In the real world, a statistician would likely be more interested in calculating the \(p\)-value than simply reporting whether there was a significant result, but people much prefer to get a more specific conclusion. Say you want to be really sure that there is a relationship before you report one, and choose a significance level of \(\alpha = 0.01\).
- Calculate the degrees of freedom: \[ \begin{align}k &= (r - 1)(c - 1) \\&= (2 - 1) (10 - 1) \\&= 1 \cdot 9 \\&= 9 \text{ degrees of freedom}\end{align} \]
- Using a Chi-square distribution table, look at the row for \(9\) degrees of freedom and the column for \(0.01\) significance to find the critical value of \(21.67\).

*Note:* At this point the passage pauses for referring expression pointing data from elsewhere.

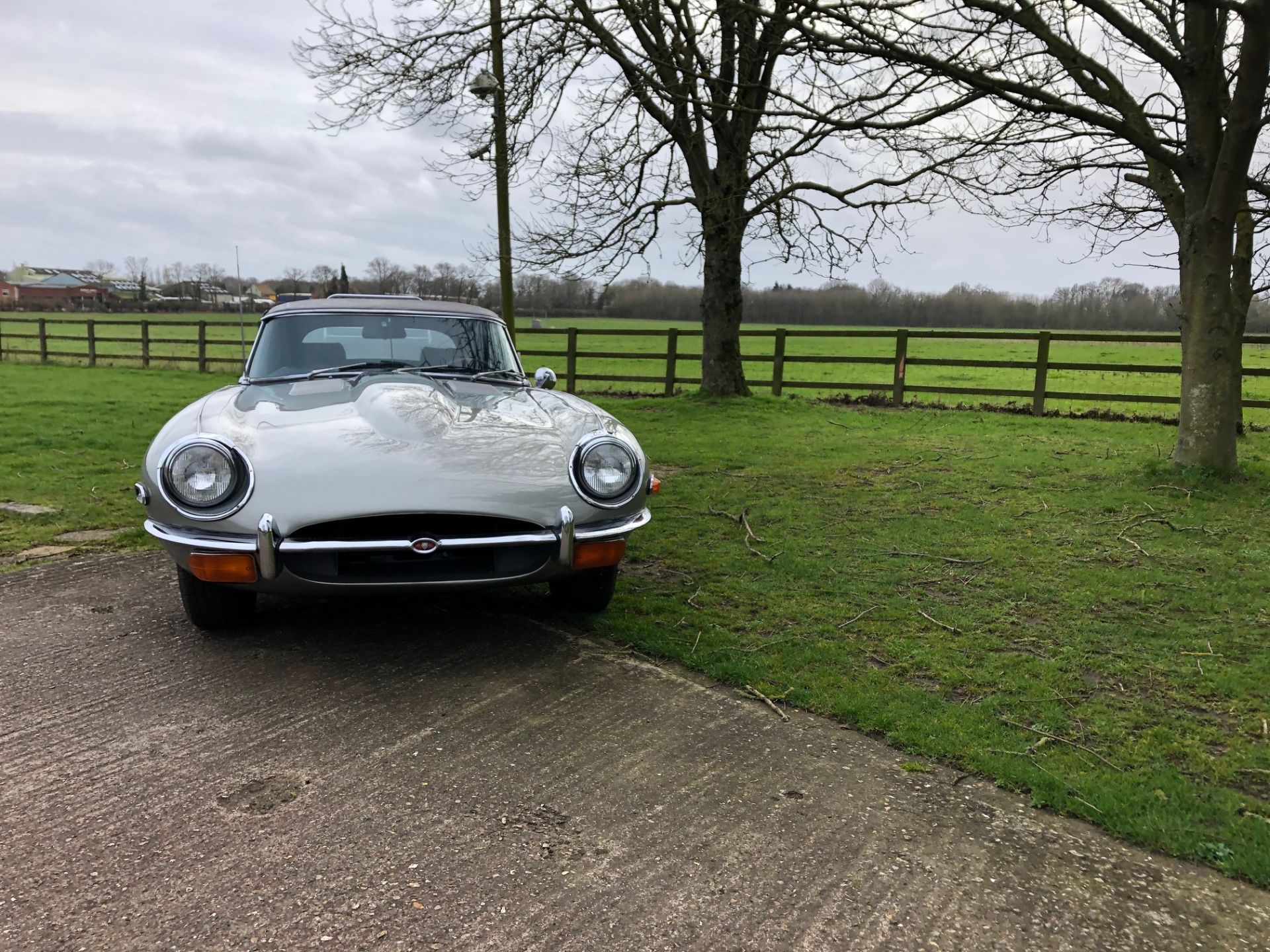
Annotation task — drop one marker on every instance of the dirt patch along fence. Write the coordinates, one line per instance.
(1028, 367)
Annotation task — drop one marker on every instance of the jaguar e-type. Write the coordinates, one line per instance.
(385, 444)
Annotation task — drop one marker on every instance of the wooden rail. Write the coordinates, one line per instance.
(44, 343)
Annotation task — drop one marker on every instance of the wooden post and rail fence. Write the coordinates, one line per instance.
(37, 338)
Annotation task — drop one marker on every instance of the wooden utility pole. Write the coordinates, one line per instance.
(501, 169)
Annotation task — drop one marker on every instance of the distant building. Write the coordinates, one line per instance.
(215, 295)
(27, 274)
(58, 296)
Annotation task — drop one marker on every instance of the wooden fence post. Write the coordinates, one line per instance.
(672, 358)
(897, 385)
(1042, 374)
(571, 366)
(779, 362)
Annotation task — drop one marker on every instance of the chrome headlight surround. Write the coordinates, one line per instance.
(579, 484)
(234, 499)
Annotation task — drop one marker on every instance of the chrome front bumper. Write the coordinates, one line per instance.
(271, 549)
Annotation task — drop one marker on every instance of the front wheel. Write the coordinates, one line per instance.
(588, 590)
(214, 607)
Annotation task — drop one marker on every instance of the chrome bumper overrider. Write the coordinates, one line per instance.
(271, 549)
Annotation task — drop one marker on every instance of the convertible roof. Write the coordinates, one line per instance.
(380, 302)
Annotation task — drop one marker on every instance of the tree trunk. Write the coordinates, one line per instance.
(1212, 358)
(722, 371)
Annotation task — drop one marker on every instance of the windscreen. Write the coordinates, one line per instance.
(306, 343)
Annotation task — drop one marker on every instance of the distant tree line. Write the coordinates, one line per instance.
(1111, 303)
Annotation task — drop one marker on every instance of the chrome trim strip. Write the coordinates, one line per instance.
(214, 542)
(567, 536)
(599, 531)
(365, 545)
(267, 547)
(200, 539)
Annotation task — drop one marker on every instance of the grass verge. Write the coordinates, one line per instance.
(1040, 602)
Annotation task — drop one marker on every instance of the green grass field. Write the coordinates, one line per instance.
(224, 343)
(1040, 602)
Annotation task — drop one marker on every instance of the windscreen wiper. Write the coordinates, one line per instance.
(352, 367)
(516, 375)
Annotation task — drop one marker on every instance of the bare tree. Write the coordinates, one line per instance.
(1133, 116)
(295, 276)
(204, 276)
(713, 117)
(138, 270)
(419, 281)
(175, 273)
(323, 278)
(385, 276)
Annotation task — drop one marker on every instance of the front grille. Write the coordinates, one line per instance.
(487, 564)
(411, 526)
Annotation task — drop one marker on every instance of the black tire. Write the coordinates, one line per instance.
(588, 590)
(214, 607)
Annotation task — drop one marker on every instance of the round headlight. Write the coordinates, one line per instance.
(201, 475)
(607, 470)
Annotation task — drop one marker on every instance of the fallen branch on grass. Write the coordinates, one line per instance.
(743, 521)
(760, 696)
(1210, 653)
(1180, 489)
(943, 625)
(943, 559)
(857, 619)
(1064, 740)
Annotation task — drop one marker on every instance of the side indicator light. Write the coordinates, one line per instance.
(597, 555)
(216, 567)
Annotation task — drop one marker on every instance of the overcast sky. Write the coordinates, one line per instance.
(178, 130)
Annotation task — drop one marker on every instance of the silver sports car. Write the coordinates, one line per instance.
(380, 442)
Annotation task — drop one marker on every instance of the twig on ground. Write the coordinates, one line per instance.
(743, 521)
(1064, 740)
(1210, 653)
(943, 625)
(1175, 528)
(769, 557)
(943, 559)
(857, 617)
(1180, 489)
(751, 649)
(1044, 507)
(1133, 543)
(756, 694)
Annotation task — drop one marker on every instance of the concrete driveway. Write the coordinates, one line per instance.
(421, 775)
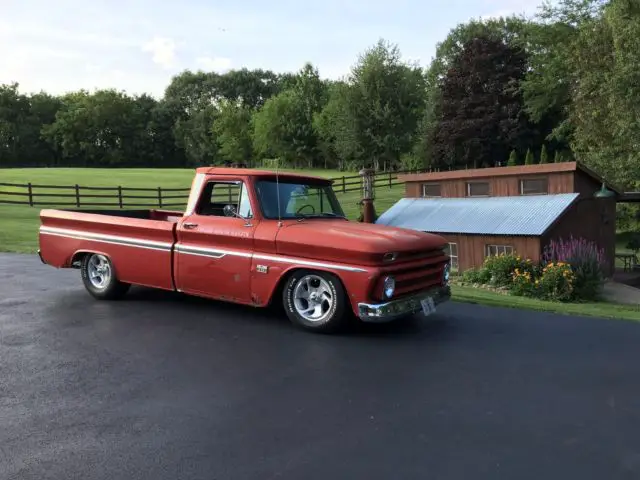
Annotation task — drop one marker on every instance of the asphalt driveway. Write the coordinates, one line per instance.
(160, 386)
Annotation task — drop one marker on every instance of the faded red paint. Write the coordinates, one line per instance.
(352, 251)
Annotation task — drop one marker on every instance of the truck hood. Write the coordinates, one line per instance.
(351, 242)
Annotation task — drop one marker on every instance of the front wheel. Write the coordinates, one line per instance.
(315, 301)
(99, 277)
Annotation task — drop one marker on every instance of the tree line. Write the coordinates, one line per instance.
(563, 84)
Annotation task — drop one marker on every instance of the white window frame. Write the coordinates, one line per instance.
(499, 250)
(455, 265)
(522, 180)
(424, 194)
(469, 189)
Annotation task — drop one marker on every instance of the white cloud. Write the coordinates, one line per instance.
(214, 64)
(163, 51)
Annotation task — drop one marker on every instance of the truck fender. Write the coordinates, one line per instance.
(78, 254)
(276, 291)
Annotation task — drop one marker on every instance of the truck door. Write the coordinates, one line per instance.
(214, 246)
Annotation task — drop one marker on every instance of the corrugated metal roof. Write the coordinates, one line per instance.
(529, 215)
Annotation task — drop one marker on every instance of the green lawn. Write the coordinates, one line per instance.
(19, 223)
(593, 309)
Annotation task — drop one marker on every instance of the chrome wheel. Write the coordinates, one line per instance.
(99, 270)
(312, 298)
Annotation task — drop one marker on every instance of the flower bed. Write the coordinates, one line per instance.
(570, 271)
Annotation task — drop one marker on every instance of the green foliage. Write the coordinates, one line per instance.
(502, 267)
(481, 115)
(556, 283)
(529, 159)
(232, 130)
(478, 276)
(634, 244)
(565, 81)
(544, 156)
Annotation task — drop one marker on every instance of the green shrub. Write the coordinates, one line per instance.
(557, 283)
(587, 263)
(480, 276)
(502, 267)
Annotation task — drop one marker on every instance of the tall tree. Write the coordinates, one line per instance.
(606, 92)
(482, 116)
(232, 129)
(385, 103)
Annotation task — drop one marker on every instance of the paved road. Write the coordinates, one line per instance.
(165, 387)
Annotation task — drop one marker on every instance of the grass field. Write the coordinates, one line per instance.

- To use a \(p\)-value calculator, you need the test statistic and degrees of freedom.
- Plugging the degrees of freedom and the test statistic into a \(p\)-value calculator, you get a \(p\)-value very close to \(0\).
Step \(5\): Compare the Chi-Square Test Statistic to the Critical Chi-Square Value.
- The test statistic of \(1074.319971\) is much, much larger than the critical value of \(21.67\), which means you have sufficient evidence to reject the null hypothesis.
- The \(p\)-value is also very low, much less than the significance level, which would also let you reject the null hypothesis.
Step \(6\): Decide Whether to Reject the Null Hypothesis.
- It looks like there is a strong relationship between industry and the number of fraudulent recruiters out there.
- Look at the table from step \(2\).
- Here, you can see that the number of fraudulent jobs in the Oil industry is way higher than expected, and by itself contributes enough for you to conclude that industry and recruiter scams are not independent.
Therefore, you can confidently reject the null hypothesis.
Chi-Square Test for Independence – Key takeaways
- A Chi-square test of independence is a non-parametric Pearson Chi-square test that you can use to determine whether two categorical variables in a single population are related to each other or not.
- The following must be true in order to use a Chi-square test of independence:
- The two variables must be categorical.
- Groups must be mutually exclusive; i.e., the sample is randomly selected.
- Expected counts must be at least \(5\).
- Observations must be independent.
- The null hypothesis is that the two categorical variables are independent, i.e., there is no association between them, they are not related.
- The alternative hypothesis is that the two categorical variables are not independent, i.e., there is an association between them, they are related.
- The expected frequency for row \(r\) and column \(c\) of a Chi-square test of independence is given by the formula:
\[ E_{r,c} = \frac{n_{r} \cdot n_{c}}{n} \]
- The degrees of freedomfor a Chi-square test of independence is given by the formula:
\[ k = (r - 1) (c - 1) \]
The formula (also called a test statistic) for a Chi-square test of independence is:
\[ \chi^{2} = \sum \frac{(O_{r,c} - E_{r,c})^{2}}{E_{r,c}} \]